Noob having problems with standard form

Hi all :)

The below equation is a quadric. What is it in standard form?

5x^2 + 3y^2 + 3z^2 - 2xy + 2yz - 2xz - 10x + 6y - 2z - 9 = 0

Ok so in my book I understand the majority of how to do it.
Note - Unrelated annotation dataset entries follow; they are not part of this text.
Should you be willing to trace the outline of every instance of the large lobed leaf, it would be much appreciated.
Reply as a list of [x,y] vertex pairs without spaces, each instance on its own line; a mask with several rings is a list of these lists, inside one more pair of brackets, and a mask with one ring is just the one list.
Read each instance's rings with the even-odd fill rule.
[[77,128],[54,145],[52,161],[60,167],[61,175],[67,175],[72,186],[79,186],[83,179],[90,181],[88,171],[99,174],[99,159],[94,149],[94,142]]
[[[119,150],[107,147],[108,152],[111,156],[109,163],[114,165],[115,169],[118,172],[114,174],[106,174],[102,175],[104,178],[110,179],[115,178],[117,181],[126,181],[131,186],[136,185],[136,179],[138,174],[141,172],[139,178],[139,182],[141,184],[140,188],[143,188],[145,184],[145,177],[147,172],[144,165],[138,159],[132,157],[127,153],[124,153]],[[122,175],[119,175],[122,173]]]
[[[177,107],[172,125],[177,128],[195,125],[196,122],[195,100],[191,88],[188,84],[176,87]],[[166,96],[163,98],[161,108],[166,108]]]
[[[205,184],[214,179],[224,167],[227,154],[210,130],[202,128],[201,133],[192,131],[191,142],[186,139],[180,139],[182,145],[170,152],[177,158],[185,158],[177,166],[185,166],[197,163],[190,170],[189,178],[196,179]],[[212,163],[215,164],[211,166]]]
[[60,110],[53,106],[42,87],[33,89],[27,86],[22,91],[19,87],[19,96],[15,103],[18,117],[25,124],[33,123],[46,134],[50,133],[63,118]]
I get to simplifying the 'completing the square part' and this leaves

6(x'')^2 + 3(y'')^2 + 2(z'') - 18 = 0

This next part is the bit I do not understand what is going on.

The book says

"the equation of the quadric in standard form is:

(((x'')^2)/3) + (((y'')^2)/6) + (((z'')^2)/9) = 1

this is the equation of an ellipsoid"

Could some explain the rule how it goes from

6(x'')^2 + 3(y'')^2 + 2(z'') - 18 = 0

to get

(((x'')^2)/3) + (((y'')^2)/6) + (((z'')^2)/9) = 1

Re: Noob having problems with standard form

Hi kirstyaa9! :)

6(x'')^2 + 3(y'')^2 + 2(z'') - 18 = 0

Divide by 18:

(6/18)(x'')^2 + (3/18)(y'')^2 + (2/18)(z'') - (18/18) = 0

Rewrite:

(((x'')^2)/3) + (((y'')^2)/6) + (((z'')^2)/9) - 1 = 0

(((x'')^2)/3) + (((y'')^2)/6) + (((z'')^2)/9) = 1

Re: Noob having problems with standard form

Quote:

Originally Posted by

**ILikeSerena** Hi kirstyaa9! :)

6(x'')^2 + 3(y'')^2 + 2(z'') - 18 = 0

Divide by 18:

(6/18)(x'')^2 + (3/18)(y'')^2 + (2/18)(z'') - (18/18) = 0

Rewrite:

(((x'')^2)/3) + (((y'')^2)/6) + (((z'')^2)/9) - 1 = 0

(((x'')^2)/3) + (((y'')^2)/6) + (((z'')^2)/9) = 1

Thanks, didn't think it was that simple :).